I was down in Panama City Beach this past weekend. I went to the city pier to get a little early morning fishing in.

At just about daybreak, the water around the pier exploded with feeding activity. I looked down with my flashlight and the water was thick with alewife. At about the same time, every fisherman on the pier hooked up with a Spanish mackerel. 

Just as quickly as the bite had turned on, it ended. As we looked out into the waters around the pier, we saw the water break with porpoise fins. Then, they began to jump- exiting the water. All of the local guys said that as long as the porpoises were there, the bite would be off.

Unfortunately, I did not have the time for the porpoises to end their playfulness and/or feeding and left the pier.

Were the locals just jazzing me, or were they on point with the info?


----------



## owl (Oct 12, 2016)

yes the porpoise will scare the fish away, they will leave in a flash, they don't want to become  a meal for the porpoise


----------



## mdgreco191 (Oct 12, 2016)

I have seen it both ways.  If they show up the fish turn off, but then other times the fish keep on biting.  So, I keep fishing either way.

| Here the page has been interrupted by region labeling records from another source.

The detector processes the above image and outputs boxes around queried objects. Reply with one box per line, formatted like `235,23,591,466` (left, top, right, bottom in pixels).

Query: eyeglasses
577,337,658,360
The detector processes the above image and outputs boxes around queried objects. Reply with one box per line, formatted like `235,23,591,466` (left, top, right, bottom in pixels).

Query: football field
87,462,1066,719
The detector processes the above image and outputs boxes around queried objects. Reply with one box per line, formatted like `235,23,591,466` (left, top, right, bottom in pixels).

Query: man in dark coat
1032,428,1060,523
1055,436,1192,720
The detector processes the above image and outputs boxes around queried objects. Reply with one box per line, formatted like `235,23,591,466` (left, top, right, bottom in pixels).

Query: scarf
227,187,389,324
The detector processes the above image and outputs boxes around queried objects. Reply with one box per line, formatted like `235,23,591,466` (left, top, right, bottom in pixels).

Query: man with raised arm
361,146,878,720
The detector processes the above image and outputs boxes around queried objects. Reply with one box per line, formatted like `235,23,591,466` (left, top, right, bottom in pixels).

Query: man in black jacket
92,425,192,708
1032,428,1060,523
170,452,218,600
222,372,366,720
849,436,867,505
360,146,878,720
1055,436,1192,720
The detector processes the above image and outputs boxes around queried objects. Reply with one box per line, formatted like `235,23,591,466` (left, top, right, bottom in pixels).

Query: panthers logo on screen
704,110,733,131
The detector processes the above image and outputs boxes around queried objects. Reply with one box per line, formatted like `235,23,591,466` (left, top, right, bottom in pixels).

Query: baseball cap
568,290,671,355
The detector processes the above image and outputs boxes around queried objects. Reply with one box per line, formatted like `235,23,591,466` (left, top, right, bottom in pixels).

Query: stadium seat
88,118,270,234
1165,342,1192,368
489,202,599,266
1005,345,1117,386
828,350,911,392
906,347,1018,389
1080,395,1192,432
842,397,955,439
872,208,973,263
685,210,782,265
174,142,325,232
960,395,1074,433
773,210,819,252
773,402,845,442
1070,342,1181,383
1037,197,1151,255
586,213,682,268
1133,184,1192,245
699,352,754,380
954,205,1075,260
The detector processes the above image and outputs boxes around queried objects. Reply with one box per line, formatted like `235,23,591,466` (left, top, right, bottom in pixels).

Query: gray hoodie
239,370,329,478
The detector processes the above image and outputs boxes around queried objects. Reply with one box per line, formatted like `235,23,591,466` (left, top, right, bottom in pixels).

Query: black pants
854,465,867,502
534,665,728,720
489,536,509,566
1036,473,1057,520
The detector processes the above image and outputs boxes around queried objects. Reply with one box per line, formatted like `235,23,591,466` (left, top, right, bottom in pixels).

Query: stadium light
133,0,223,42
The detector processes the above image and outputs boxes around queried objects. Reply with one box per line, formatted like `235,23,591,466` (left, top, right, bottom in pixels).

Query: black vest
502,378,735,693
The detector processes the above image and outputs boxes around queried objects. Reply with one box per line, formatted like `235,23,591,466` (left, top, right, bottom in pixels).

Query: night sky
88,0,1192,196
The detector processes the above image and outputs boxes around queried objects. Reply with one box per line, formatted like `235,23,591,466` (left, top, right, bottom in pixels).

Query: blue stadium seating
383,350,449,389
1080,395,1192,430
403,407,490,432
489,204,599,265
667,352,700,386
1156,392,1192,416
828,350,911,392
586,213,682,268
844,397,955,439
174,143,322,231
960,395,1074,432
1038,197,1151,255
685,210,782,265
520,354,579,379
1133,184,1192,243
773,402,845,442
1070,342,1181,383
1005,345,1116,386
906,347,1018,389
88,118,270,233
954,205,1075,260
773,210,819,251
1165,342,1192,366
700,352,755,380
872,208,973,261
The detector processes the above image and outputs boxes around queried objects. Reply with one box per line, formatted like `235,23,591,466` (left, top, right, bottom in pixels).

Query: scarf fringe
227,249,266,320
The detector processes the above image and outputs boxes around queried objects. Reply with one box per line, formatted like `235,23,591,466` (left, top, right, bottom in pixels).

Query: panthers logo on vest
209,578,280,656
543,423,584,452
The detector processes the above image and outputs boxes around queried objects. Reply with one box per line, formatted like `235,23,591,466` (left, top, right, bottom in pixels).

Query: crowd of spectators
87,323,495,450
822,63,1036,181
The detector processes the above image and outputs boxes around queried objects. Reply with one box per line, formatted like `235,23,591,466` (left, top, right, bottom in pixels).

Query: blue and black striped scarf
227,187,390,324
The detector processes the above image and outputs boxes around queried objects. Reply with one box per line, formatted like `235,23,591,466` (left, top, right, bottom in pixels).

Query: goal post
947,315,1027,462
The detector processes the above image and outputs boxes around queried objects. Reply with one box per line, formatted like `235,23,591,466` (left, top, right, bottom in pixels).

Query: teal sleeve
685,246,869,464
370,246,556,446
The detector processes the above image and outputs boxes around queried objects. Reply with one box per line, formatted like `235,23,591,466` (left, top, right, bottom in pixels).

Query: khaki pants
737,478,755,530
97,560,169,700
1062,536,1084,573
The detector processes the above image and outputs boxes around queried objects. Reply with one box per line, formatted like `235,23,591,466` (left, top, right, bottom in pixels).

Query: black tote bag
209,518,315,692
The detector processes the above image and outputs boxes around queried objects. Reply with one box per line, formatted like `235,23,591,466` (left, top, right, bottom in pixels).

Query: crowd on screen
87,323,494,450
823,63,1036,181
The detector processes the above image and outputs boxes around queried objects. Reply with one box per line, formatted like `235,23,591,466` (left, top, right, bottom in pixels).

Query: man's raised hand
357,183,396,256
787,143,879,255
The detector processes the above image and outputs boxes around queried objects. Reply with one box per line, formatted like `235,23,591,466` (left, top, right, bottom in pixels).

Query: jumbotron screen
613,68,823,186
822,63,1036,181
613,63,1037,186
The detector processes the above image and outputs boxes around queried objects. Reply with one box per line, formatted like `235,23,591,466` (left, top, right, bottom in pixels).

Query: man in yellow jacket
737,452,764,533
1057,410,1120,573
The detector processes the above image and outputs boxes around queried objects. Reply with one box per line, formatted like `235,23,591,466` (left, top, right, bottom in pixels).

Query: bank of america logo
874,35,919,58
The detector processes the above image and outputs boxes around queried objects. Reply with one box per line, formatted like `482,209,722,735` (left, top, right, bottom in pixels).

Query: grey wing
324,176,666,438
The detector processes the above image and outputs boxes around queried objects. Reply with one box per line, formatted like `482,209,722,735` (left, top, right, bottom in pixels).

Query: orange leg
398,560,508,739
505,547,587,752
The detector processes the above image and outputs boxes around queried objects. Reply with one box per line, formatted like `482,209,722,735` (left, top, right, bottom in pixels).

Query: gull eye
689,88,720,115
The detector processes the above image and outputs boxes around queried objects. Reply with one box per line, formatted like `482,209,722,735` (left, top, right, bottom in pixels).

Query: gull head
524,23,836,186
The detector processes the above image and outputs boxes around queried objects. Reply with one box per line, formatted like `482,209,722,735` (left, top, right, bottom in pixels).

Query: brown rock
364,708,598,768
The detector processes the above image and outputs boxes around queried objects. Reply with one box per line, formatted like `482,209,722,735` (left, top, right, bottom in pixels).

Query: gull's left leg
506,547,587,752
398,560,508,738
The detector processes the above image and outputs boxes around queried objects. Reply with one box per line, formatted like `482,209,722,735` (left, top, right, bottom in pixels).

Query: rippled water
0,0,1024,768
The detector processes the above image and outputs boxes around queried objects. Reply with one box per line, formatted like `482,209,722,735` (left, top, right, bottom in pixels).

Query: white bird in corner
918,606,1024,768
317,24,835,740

This is on the Atlantic side though.  Maybe water clarity plays a factor?


----------



## surffish421 (Oct 17, 2016)

*Porpoises*

Fished the Texas coast for a few years, and when there are porpoises around, the fishing turns off.  You might as well take a break or go somewhere else.


----------



## Riplukelee (Oct 18, 2016)

Have always used dolphins as a good sign. I normally just fish up shallower than I think they are comfortable swimming


----------